ALL THAT MAKES A MAN

Love and Ambition in the Civil War South

by Stephen W. Berry II

Pub Date: Feb. 1st, 2003
ISBN: 0-19-514567-4
Publisher: Oxford Univ.

Mentalités meet Minie balls in this study of the Old South’s romantic “honor culture” and its collapse into disillusionment.

“You ought to be delighted at my occasionally leaving you,” wrote a Confederate officer to his spouse on riding off to war, “for it shows me more plainly than anything else that you are my wife indeed.” The battlefield was the place to test and earn honor, the hearth the place to enshrine it: such notions, asserts debut author Berry (History/ Univ. of North Carolina, Pembroke), were central to the “hypermasculinized” culture of the South, which prized women but didn’t find much for them to do apart from serve as vessels of civilization. Working with a body of letters and diaries, Berry explores the emotional world of Southern soldiers, who went off to fight full of high ideas about warfare and womenfolk but returned from four years of bloodshed and starvation with a less glamorous view of things. Those poignant documents are immediate and revealing.

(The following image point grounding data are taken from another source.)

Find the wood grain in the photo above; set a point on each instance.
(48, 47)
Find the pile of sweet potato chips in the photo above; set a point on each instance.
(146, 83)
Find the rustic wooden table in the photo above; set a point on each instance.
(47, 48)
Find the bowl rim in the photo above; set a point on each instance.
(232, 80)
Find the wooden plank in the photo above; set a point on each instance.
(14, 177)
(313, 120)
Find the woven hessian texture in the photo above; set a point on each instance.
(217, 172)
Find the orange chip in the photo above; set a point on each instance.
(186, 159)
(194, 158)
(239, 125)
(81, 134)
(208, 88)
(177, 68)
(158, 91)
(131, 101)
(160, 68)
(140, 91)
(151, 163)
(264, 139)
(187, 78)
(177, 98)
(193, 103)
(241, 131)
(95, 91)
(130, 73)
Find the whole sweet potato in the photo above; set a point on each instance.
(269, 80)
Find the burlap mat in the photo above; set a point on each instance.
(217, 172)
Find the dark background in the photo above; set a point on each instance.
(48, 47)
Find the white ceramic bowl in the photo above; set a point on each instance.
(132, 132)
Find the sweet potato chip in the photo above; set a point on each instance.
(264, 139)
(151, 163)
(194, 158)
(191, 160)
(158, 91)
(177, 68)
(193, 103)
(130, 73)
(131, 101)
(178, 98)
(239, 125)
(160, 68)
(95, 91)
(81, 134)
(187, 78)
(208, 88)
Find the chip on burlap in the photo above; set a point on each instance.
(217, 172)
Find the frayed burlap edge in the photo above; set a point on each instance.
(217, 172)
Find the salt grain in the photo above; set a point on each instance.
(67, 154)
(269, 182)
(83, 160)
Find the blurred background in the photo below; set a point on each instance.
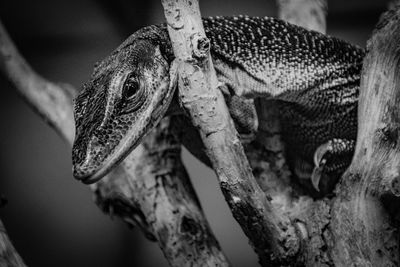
(50, 217)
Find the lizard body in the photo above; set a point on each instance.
(314, 78)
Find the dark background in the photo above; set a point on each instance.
(50, 217)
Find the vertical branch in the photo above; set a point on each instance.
(8, 255)
(363, 231)
(271, 234)
(53, 102)
(150, 189)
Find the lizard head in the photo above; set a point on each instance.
(128, 94)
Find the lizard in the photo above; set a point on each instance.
(313, 77)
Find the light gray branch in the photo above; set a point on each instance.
(271, 233)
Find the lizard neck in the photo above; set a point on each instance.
(270, 57)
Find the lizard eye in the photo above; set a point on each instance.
(131, 87)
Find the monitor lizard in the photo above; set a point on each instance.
(313, 77)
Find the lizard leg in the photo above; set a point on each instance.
(332, 156)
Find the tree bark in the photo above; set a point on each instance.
(365, 211)
(8, 255)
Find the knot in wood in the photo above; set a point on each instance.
(200, 46)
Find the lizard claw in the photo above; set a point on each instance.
(316, 176)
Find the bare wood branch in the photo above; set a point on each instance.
(363, 232)
(273, 174)
(156, 196)
(8, 255)
(271, 233)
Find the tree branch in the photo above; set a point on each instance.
(363, 232)
(271, 233)
(8, 255)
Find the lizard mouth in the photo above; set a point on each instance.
(92, 168)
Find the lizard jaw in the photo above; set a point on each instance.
(90, 171)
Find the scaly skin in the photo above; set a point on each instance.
(313, 77)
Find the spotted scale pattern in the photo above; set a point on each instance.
(314, 78)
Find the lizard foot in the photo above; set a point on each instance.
(329, 157)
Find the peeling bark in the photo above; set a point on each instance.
(364, 233)
(271, 233)
(150, 189)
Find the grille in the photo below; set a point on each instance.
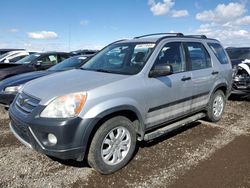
(20, 129)
(26, 103)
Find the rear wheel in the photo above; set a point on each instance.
(113, 145)
(216, 106)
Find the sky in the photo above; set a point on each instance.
(65, 25)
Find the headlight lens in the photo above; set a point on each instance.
(13, 89)
(65, 106)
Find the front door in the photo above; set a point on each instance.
(169, 97)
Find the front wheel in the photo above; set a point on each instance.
(113, 145)
(216, 106)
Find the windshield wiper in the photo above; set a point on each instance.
(97, 70)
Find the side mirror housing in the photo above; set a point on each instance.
(7, 61)
(161, 70)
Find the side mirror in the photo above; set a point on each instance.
(38, 63)
(6, 61)
(161, 70)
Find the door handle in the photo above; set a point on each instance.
(215, 72)
(184, 78)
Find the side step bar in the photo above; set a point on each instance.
(170, 127)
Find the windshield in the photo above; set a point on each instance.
(122, 58)
(5, 55)
(28, 59)
(239, 53)
(68, 64)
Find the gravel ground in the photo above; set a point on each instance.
(200, 155)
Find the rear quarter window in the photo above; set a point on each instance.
(219, 52)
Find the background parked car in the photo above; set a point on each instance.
(10, 86)
(3, 51)
(13, 56)
(240, 58)
(34, 62)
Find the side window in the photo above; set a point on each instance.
(115, 57)
(53, 59)
(199, 57)
(15, 59)
(172, 53)
(48, 60)
(62, 57)
(219, 52)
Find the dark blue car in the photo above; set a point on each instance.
(10, 86)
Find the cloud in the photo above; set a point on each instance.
(179, 13)
(160, 8)
(226, 23)
(42, 35)
(13, 30)
(243, 21)
(222, 13)
(84, 22)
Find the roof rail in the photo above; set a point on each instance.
(197, 36)
(154, 34)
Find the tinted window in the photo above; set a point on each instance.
(239, 53)
(62, 57)
(199, 56)
(48, 60)
(28, 59)
(17, 58)
(219, 52)
(172, 54)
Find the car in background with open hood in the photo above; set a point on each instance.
(33, 62)
(240, 58)
(10, 86)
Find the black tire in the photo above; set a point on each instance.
(211, 116)
(95, 155)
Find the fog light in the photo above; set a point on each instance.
(52, 138)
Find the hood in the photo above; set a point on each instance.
(49, 87)
(8, 65)
(23, 78)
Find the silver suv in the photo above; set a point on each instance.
(132, 90)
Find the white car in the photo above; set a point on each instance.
(13, 56)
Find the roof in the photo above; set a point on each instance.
(156, 37)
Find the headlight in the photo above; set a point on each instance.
(13, 89)
(65, 106)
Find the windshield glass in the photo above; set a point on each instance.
(122, 58)
(69, 63)
(5, 55)
(239, 53)
(28, 59)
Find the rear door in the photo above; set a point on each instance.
(203, 74)
(169, 97)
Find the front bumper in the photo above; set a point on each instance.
(72, 134)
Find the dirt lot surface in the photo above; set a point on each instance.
(201, 155)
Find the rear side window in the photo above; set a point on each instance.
(199, 57)
(219, 52)
(172, 53)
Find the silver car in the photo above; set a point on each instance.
(130, 91)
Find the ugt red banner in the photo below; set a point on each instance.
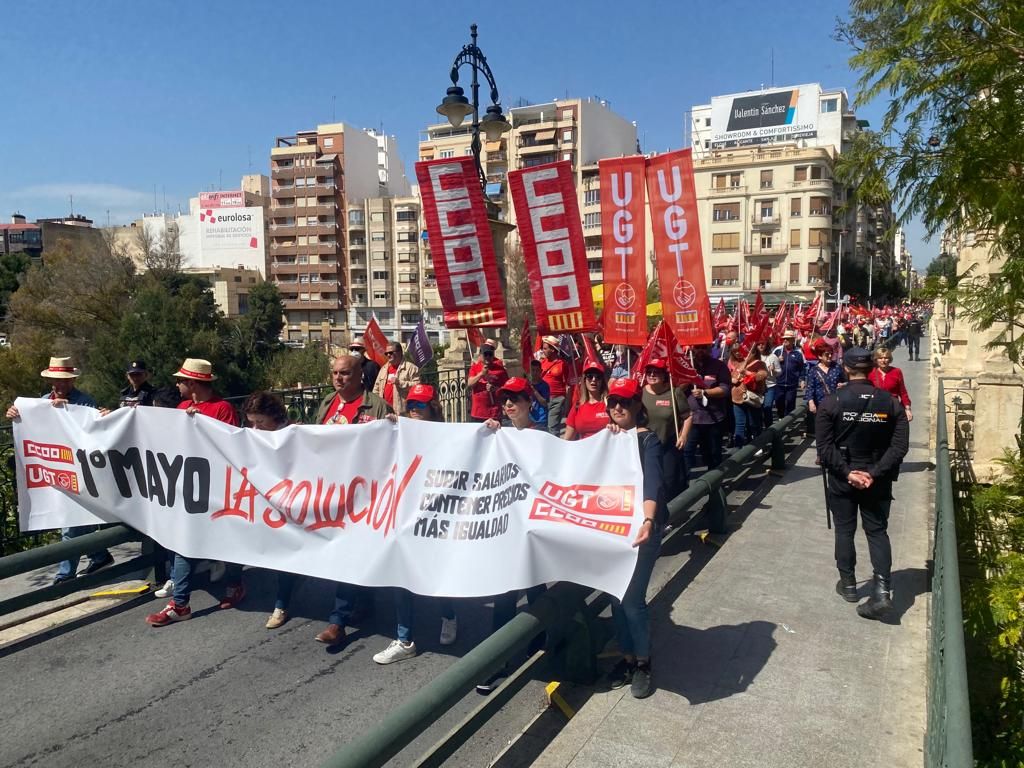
(677, 245)
(460, 243)
(551, 231)
(625, 315)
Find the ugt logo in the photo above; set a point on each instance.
(605, 508)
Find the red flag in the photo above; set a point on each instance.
(551, 232)
(623, 251)
(677, 245)
(376, 342)
(461, 247)
(525, 347)
(663, 344)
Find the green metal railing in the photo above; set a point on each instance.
(564, 610)
(947, 743)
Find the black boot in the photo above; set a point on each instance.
(881, 603)
(846, 587)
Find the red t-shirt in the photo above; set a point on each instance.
(215, 408)
(389, 385)
(342, 413)
(554, 375)
(484, 404)
(588, 418)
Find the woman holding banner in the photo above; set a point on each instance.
(590, 415)
(420, 406)
(626, 412)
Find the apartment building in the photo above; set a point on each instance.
(580, 130)
(391, 275)
(767, 199)
(314, 175)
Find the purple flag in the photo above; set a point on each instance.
(419, 345)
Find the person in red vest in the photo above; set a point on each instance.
(198, 396)
(486, 376)
(553, 372)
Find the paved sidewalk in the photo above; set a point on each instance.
(759, 663)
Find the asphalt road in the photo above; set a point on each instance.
(222, 690)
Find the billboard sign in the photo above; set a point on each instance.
(765, 117)
(233, 199)
(239, 229)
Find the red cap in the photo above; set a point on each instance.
(421, 393)
(626, 387)
(515, 385)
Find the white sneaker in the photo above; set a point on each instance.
(217, 570)
(396, 651)
(166, 590)
(450, 628)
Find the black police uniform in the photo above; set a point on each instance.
(860, 427)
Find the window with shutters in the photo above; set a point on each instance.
(818, 238)
(725, 242)
(726, 212)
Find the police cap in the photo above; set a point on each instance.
(858, 357)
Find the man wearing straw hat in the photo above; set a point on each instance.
(198, 396)
(61, 376)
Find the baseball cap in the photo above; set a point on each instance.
(626, 387)
(421, 393)
(515, 385)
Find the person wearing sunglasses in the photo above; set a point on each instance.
(485, 377)
(421, 404)
(626, 413)
(823, 379)
(589, 416)
(672, 425)
(514, 397)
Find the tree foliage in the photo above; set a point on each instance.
(950, 144)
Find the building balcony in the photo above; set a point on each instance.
(766, 222)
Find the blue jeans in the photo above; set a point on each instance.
(632, 621)
(709, 438)
(181, 576)
(769, 406)
(70, 567)
(406, 611)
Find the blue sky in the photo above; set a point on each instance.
(125, 104)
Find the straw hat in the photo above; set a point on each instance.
(197, 370)
(60, 368)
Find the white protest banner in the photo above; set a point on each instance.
(440, 509)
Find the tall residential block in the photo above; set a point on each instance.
(768, 201)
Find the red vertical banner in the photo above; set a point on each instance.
(623, 249)
(677, 245)
(461, 248)
(551, 231)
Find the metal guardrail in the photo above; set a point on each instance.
(556, 612)
(947, 743)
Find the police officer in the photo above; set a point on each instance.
(862, 435)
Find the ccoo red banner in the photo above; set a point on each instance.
(677, 245)
(461, 247)
(551, 231)
(623, 249)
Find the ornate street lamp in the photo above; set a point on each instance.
(457, 108)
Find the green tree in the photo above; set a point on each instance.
(950, 144)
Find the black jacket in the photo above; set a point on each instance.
(861, 427)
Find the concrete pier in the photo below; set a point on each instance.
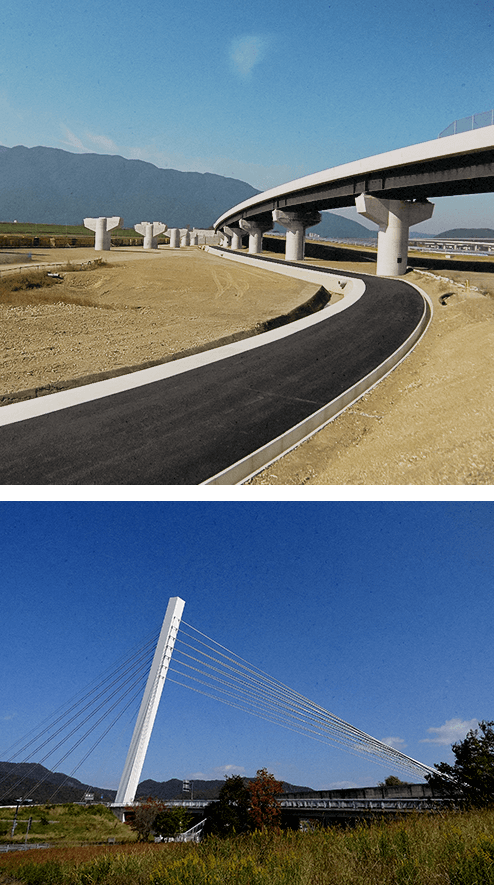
(256, 228)
(175, 238)
(236, 234)
(296, 222)
(150, 231)
(394, 217)
(102, 227)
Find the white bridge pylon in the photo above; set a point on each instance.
(149, 704)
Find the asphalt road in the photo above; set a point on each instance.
(184, 429)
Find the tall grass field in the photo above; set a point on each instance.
(441, 849)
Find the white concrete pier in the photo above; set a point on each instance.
(255, 228)
(296, 222)
(175, 238)
(150, 231)
(102, 227)
(236, 234)
(394, 217)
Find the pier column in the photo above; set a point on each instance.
(236, 234)
(150, 231)
(394, 217)
(102, 227)
(296, 222)
(256, 227)
(175, 238)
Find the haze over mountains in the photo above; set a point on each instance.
(34, 781)
(47, 185)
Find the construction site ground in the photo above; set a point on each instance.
(429, 422)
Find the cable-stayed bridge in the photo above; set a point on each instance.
(195, 661)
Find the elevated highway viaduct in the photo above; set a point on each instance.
(391, 189)
(333, 807)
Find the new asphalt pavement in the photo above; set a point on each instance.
(184, 429)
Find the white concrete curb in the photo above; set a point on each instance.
(252, 464)
(65, 399)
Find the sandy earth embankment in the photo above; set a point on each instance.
(142, 307)
(429, 422)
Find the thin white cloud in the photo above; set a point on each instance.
(72, 140)
(228, 770)
(102, 142)
(246, 52)
(452, 731)
(395, 742)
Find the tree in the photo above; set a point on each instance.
(472, 775)
(230, 814)
(172, 821)
(265, 810)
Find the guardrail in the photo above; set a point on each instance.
(476, 121)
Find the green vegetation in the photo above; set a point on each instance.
(472, 775)
(451, 849)
(64, 824)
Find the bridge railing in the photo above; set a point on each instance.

One Alabama soldier who later died in combat, for instance, wrote to his wife that he and his comrades “are hardly allowed to sigh at the fall of our friends and relatives, and if we do happen to shed a tear secretly, it is soon dried up to make room for someone else.” Berry’s treatment of the documents is respectful but dispassionate, as when he dryly observes that men, “as much as women, depended on members of the opposite sex to validate and make meaningful their struggles and successes, to aid, comfort, and believe in them, even and especially when self-belief began to fade or fail”—as it did, Berry writes, when the Southern fighters discovered that the creed of death before dishonor carried a contradiction: death was dishonor, for “how much nobility is there in dying of dysentery?”

Lively reading, no, but a useful contribution to the scholarly literature.